Spitaels, Thomas Spitaels. Celui-ci est administrateur-délégué de TPF,
un des plus gros bureaux d'études de Belgique (500 personnes) et administrateur
de l'Union wallonne des entreprises. C'est lui par exemple qui a mis son ami Di
Rupo en contact avec Philippe Delusinne, administrateur délégué de TVi
S.A. (RTL-TVi, Bel RTL), la radio-télévision d'Albert Frère. Di Rupo côtoie
aussi Edmée De Groeve, directrice de l'usine Sigma-Coatings de Manage,
qui en novembre avait été retenue enfermée par les travailleurs avec cinq
autres directeurs licencieurs. Il la rencontre même toutes les semaines
puisqu'elle est... membre du bureau du PS, l'instance suprême du parti.
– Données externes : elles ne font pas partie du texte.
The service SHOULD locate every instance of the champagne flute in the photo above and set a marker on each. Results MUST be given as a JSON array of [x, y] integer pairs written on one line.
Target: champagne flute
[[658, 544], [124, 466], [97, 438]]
Il faut dire que pour ce qui est d'entretenir de bons
contacts avec les capitalistes, les socialistes ne sont pas les derniers. Ainsi,
l'ancien président du parti socialiste flamand, Karel Van Miert, siège
au conseil d'administration d'Agfa-Gevaert et De Persgroep, ainsi qu'au conseil
de surveillance de Philips, Wolters, Goldman Sachs International, Bagemann, Eli
Lily, Guidant, DHV et British-American Tobacco. Evidemment, comme commissaire
européen à la concurrence, Van Miert a occupé une position stratégique pour
les capitalistes. Le bourgmestre d'Anvers Patrick Janssen a lui suivi le
parcours inverse puisqu'il était président de la multinationale de publicité
VVL-BBDO avant de devenir président du parti.
Quant à l'actuel président du SP.a, Steve Stevaert,
s'il n'a été naguère que «patron» de café, il a depuis dû user sa carte
Visa au restaurant du Warande: à l'instar de Guy Verhofstadt (VLD) ou Stefaan
De Clerck (CD&V), il est membre de ce cercle privé créé par le Vlaams
Economisch Verbond et qui accueille les plus influents patrons flamands. Comme Jan
De Clerck (Domo), Jan Huyghebaert (Almanij), Karel Vinck (que
Verhofstadt a nommé à la tête de la SNCB), etc.
Du cabinet à la multinationale
Beaucoup de liens entre politique et capital passent par le
personnel des cabinets ministériels. Ainsi, l'été passé, au moment même où
le ministre Frank Vandebroucke (SP.a) signait un arrêté sur le
remboursement du Zocor au détriment d'autres médicaments anticholestérol, son
attachée de cabinet Ann Peeters était désignée à de hautes fonctions
au sein de la multinationale américaine MSD, qui produit... le Zocor.
Autre exemple, Herman Verwilst, ancien chef de
cabinet de Willy Claes (SP.a), le ministre qui arbitrait les matchs de
tennis d'Albert Frère à Saint-Tropez tout en négociant la reprise par l'Etat
de ses avoirs sidérurgiques à un prix scandaleusement élevé. Verwilst
a fait l'inverse. Bombardé à la direction de la CGER, il y a mené la
privatisation, la banque publique étant reprise à un prix scandaleusement bas
par Fortis. Aujour-d'hui, il est n°2 du groupe.
Le Vlaams Blok aussi entretient d'excellents rapports avec le
patronat. Depuis belle lurette, ses dirigeants, comme Filip Dewinter,
s'empiffrent en compagnie des barons du port d'Anvers dans des restaurants de
luxe comme De Lepelaar. Quand on lui demande qui finance les déjeuners à 500
euros servant à alimenter les caisses électorales du Blok, Dewinter est bien
forcé d'admettre: «Euh... pas les chômeurs, en tout cas. En toute logique,
des gens aussi fortunés ne peuvent être que des chefs d'entreprises et des
hommes d'affaires.»
C'est ainsi qu'on trouve un Freddy Van Gaever,
ex-patron des compagnies aériennes VLM, DAT et VG Airlines, sur les listes du
parti d'extrême droite aux régionales de juin prochain.
Marco Van Hees
Publié dans Solidaire le 3 mars 2004
Sources : Geuens Geoffrey, Tous
pouvoirs confondus, EPO, 2003 et Trends, divers numéros.